Mais c'est un don dangereux.
On a vu des riches se servir de leur
richesse sans en devenir esclaves. Mais pour un
riche que ses biens n'ont point arrêté
sur le chemin qui mène à Dieu,
combien ont été perdus par
l'abondance de leurs biens
Fausse
sécurité
Le danger des richesses est tout d'abord
de nous mettre à l'abri de
l'inquiétude qui conduit au Royaume de Dieu.
Qui se croit en sécurité en ce monde
vit insouciant des véritables
problèmes. Qu'a-t-il besoin de Dieu, celui
qui n'a pas senti la fragilité de tout ce
qui est de la terre ? Nos biens nous trompent
parce qu'ils nous donnent un sentiment de
sécurité. Et celui qui les
possède n'est obsédé que d'une
crainte, celle de les perdre. Voyez de quels soins
il les entoure, de quel amour il les enserre, de
crainte d'en être privé,
s'efforçant de les accroître. Il n'a
plus qu'une pensée en tête. Comment
aurait-il la pensée de Dieu ? Et s'il
n'a pas la pensée, de Dieu, désir
dominant de sa vie, comment trouverait-il le chemin
du Royaume ?
Calvin dit : « Les
richesses, de leur nature, n'empêchent point
de servir Dieu ; mais il est malaisé
que ceux qui ont abondance ne
s'enivrent. » Qu'il est difficile de ne
pas s'enivrer de sa richesse, de ne pas être
aveuglé par elle, de ne pas
considérer ses biens comme ce qu'ils sont en
réalité, point d'appui fragile et
périssable, un peu de poussière
appelée à retourner à la
poussière - même quand cette
poussière est de la poussière
d'or ! Qu'il est difficile à un riche
de se sentir pauvre et misérable devant
Dieu, sans cesse en péril et dans
l'inquiétude jusqu'à ce qu'il ait
trouvé la véritable richesse qui est
en Dieu !
« En travaillant pour les
seuls biens matériels, note
Saint-Exupéry, nous bâtissons
nous-mêmes notre prison.
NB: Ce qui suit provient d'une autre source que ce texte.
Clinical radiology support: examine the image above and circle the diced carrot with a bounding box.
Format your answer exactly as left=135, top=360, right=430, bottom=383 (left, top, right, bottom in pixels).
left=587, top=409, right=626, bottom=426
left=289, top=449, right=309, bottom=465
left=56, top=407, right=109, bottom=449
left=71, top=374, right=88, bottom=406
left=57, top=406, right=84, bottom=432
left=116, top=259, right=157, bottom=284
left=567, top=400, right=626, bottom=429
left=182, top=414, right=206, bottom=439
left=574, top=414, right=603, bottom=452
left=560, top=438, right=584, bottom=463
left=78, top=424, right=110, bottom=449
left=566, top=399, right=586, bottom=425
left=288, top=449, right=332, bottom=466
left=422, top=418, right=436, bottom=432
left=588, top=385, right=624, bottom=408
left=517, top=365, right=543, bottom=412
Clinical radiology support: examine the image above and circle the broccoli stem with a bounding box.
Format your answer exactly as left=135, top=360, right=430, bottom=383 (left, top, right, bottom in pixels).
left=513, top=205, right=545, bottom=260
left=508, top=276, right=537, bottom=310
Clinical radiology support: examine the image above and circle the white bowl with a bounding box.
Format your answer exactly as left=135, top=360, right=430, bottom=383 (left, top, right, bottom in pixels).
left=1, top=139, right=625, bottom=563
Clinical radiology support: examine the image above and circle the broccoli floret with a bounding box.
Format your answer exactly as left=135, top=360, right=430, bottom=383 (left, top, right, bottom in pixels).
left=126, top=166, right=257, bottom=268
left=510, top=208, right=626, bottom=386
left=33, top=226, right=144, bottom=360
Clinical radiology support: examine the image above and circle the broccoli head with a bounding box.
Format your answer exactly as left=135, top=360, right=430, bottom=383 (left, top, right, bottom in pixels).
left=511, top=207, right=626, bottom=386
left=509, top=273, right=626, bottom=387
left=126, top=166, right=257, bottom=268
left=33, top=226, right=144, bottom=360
Nous nous enfermons
solitaires, avec notre monnaie de cendre, qui ne
procure rien qui vaille de
vivre. »
Il faut parfois que notre richesse
vienne à nous être arrachée
pour que notre âme, délivrée
des fausses sécurités que procure
l'abondance de biens, s'épanouisse enfin
dans la communion de celui-là seul qui peut
nous enrichir de sa sainte présence. Une
Genevoise, qui a écrit le récit de sa
vie sous ce titre « Mon bonheur en ce
monde », le commence par ces
mots : » L'événement
le plus heureux de ma vie a été que, lorsque
j'avais
vingt-trois
ans, la position brillante de mes parents s'est
écroulée... »
Il faut parfois de ces brusques
réveils. Nous les appelons infortunes. Ils
sont peut-être notre plus sûre
fortune.
« Va, vends tout ce que tu as,
et suis-moi ! » dit Jésus
à ce jeune homme qu'il voyait prisonnier de
ses biens trop absorbants.
Ce
n'est point
une question de quantité
Il n'est pas nécessaire de
posséder « de grands
biens », comme le jeune homme riche, pour
que notre richesse nous empêche d'entrer dans
le Royaume de Dieu.
Un pauvre homme, dont parle la Bible,
« n'avait rien du tout, si ce n'est une
petite brebis qu'il avait achetée. Il la
nourrissait ; elle grandissait chez lui avec
ses enfants, mangeant de son pain, buvant à
sa coupe et dormant sur son sein ; elle
était pour lui comme une fille. »
Il était riche d'une brebis, et comme tout
riche, enivré de sa richesse, n'ayant de
soin que pour elle, ne tremblant que pour
elle.
Combien d'entre nous, sans avoir une
grande fortune, possèdent une petite maison,
un jardin, une bibliothèque, quelques
souvenirs. C'est notre richesse. Nous la choyons
avec amour. C'est là que nous mettons tout
notre coeur.
C'est là que vont nos
pensées. Nous nous attachons outre mesure
à quelque chose de caduc et nous
négligeons l'essentiel, la seule richesse
véritable.
La richesse dangereuse ne se mesure pas
à sa quantité, mais à
l'attachement que nous avons pour elle et aux
préoccupations qu'elle engendre.
La
misère tout aussi
dangereuse
La pauvreté peut être tout
aussi dangereuse, si celui qui est privé des
biens de ce monde passe son temps à les
désirer, s'il se ronge de ne pas les
posséder, s'il ne fait qu'envier le sort du
riche, S'il s'enivre d'une richesse qu'il n'a
pas.
Quand Jésus a
révélé aux pauvres qu'ils
étaient heureux, il ne pensait pas à
tous les pauvres, aux envieux, à ceux que
tourmente le désir de la richesse, ni
à ceux dont la pauvreté est synonyme
de misère et que hante le souci du pain
quotidien. Ventre affamé n'a pas d'oreilles.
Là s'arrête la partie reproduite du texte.